Le Bâtiment, dominé par des grandes entreprises comme Dragados, Ferrovial ou Fomento, est un secteur où les travailleurs ne peuvent se faire embaucher que par des entreprises sous-traitantes qui drainent, à partir des régions les plus pauvres, une main-d'oeuvre qui va de chantier en chantier, au hasard des marchés de leurs employeurs, qui sont bien souvent de véritables négriers contre lesquels les salariés n'ont aucun recours.
Gecisa, une filiale de Dragados, spécialisée dans la restauration des monuments historiques, des ponts, des cathédrales et des châteaux, utilise les services de multiples sous-traitants qu'elle met en concurrence les uns avec les autres, pour la plus grande précarité des travailleurs.
Tous les dimanches soir, par exemple, partent vers deux heures du matin, d'Andujar, un bourg de la province de Jaen, des fourgonnettes pleines d'ouvriers qui doivent se rendre à Pamplune, Murcie ou Valladolid, c'est-à-dire à quatre ou cinq cents kilomètres de là. Au terme du voyage les travailleurs commenceront vers 8 heures du matin leur première journée de travail qui se terminera 11 ou 12 heures plus tard. Ils resteront là jusqu'à la fin de la semaine, ou plus, ou moins ! Les contrats de travail sont différents les uns des autres, confus dans les termes et laissent le travailleur sans protection et sans défense.
Certains travailleurs sont payés à la journée, pour un horaire hebdomadaire oscillant entre 52 et 56 heures. D'autres sont payés à l'heure ce qui permet à l'employeur de déduire de la paie toute heure non travaillée quelle qu'en soit la cause. Le salaire horaire varie entre environ 45 et 55 francs de l'heure, tout compris, c'est-à-dire en incluant les heures supplémentaires, les vacances, les indemnités de licenciement, etc.

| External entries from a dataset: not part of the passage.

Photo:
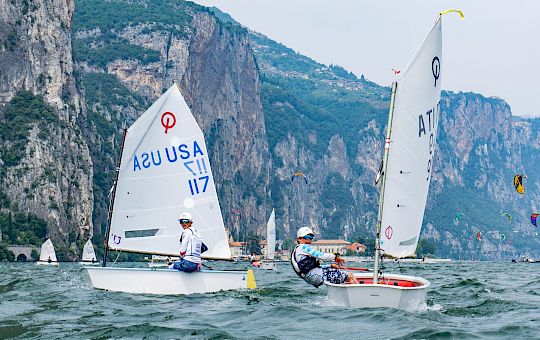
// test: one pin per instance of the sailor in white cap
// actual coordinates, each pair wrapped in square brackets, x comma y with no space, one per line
[306,263]
[190,246]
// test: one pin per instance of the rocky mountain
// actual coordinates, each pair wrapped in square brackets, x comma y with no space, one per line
[45,165]
[86,70]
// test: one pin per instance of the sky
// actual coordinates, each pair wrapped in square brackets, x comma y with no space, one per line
[494,51]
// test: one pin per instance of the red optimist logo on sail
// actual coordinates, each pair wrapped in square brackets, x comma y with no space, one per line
[168,120]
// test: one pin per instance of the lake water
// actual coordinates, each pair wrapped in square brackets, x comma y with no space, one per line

Ce qui se passe à Andujar se passe dans des centaines de bourgs, de villages ou de quartiers pauvres d'Espagne. Or c'est cette précarité déjà insupportable que le gouvernement Aznar veut aggraver. L'on comprend alors pourquoi sa réforme concernant la législation sur le chômage a soulevé indignation et protestations dans les campagnes comme dans les villes.